Los nómadas son lo mejor de
Mongolia. Son ellos los que ponen una nota de color en la monotonía de la
estepa. De vez en cuando aparece en el horizonte la silueta inconfundible de un
ger, la tienda que los rusos llaman yurta. Su forma redonda y la apertura en
el techo, que permite que entre la luz y salga el humo de la estufa, se funden
con el verde de los prados en los que sestean las manadas de caballos, ovejas,
yaks o camellos. La forma del ger,
armado sobre una estructura de madera, no ha cambiado desde hace siglos, aunque
en los últimos años los nómadas han incorporado a su vida la moto, la placa
solar y la parabólica. Su vida continua siendo en esencia como siempre, pero
con un pie en la modernidad.
Cuando llega un forastero, los
mongoles suelen mostrarse generosos; le invitan a entrar en su ger y le ofrecen leche agria, galetas de
yogur de yak, queso, pan o cerveza mongola. Es entonces cuando el ger se transforma en un universo cálido que
te transporta al pasado, a otra manera de vivir. Aparte de tres camas, los
únicos muebles son la estufa, un pequeño altar budista y un pequeño altar
familiar, con fotos de todos los miembros de la familia y, a veces, la
estatuilla de un caballo en un lugar destacado.

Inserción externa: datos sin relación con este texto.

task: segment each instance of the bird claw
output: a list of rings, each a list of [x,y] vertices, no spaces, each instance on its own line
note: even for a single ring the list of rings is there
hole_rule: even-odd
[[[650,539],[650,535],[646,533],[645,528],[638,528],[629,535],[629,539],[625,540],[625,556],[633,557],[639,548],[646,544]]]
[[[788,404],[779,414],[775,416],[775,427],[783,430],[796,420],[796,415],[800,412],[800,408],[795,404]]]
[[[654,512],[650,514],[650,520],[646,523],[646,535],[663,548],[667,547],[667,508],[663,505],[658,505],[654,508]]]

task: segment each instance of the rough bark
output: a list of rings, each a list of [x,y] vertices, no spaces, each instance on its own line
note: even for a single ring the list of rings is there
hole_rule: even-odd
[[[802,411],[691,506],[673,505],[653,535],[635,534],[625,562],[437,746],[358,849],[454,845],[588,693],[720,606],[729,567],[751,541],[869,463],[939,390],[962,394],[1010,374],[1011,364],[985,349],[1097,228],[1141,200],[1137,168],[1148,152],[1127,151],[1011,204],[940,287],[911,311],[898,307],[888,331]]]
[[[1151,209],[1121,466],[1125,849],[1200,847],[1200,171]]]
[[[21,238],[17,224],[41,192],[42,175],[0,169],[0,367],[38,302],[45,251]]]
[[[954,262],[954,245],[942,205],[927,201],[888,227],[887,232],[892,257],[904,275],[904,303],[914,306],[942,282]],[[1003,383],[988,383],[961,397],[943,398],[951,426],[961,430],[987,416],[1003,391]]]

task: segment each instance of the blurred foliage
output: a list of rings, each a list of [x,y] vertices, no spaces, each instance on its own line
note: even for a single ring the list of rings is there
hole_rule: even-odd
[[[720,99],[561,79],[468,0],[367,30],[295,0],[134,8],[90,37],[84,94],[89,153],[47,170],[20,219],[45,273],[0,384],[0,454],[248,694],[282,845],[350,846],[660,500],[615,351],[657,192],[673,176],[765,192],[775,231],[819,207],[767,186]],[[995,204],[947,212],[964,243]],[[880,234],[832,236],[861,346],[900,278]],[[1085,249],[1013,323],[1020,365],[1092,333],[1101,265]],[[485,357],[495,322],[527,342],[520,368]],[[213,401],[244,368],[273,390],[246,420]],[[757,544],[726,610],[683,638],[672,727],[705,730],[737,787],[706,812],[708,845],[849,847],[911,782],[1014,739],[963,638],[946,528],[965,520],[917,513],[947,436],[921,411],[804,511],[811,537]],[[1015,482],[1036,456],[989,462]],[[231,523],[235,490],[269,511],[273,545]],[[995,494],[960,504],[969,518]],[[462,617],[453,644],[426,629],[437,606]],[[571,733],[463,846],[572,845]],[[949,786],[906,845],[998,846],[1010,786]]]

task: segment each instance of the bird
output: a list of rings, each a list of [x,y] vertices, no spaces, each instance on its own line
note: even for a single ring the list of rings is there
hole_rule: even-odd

Los nómadas suelen cambiar la
ubicación del ger cuatro veces al
año. Desmontan la tiendan, amontonan sus muebles mínimos, los cargan en una
furgoneta y marchan en busca de nuevos horizontes, siempre bajo ese cielo que
veneran, a menudo de un azul intenso que augura un buen futuro. Y la vida
sigue, procurando siempre lo mejor para sus rebaños, incluso en invierno, cuando
la nieve, el frío y el silencio cubren Mongolia.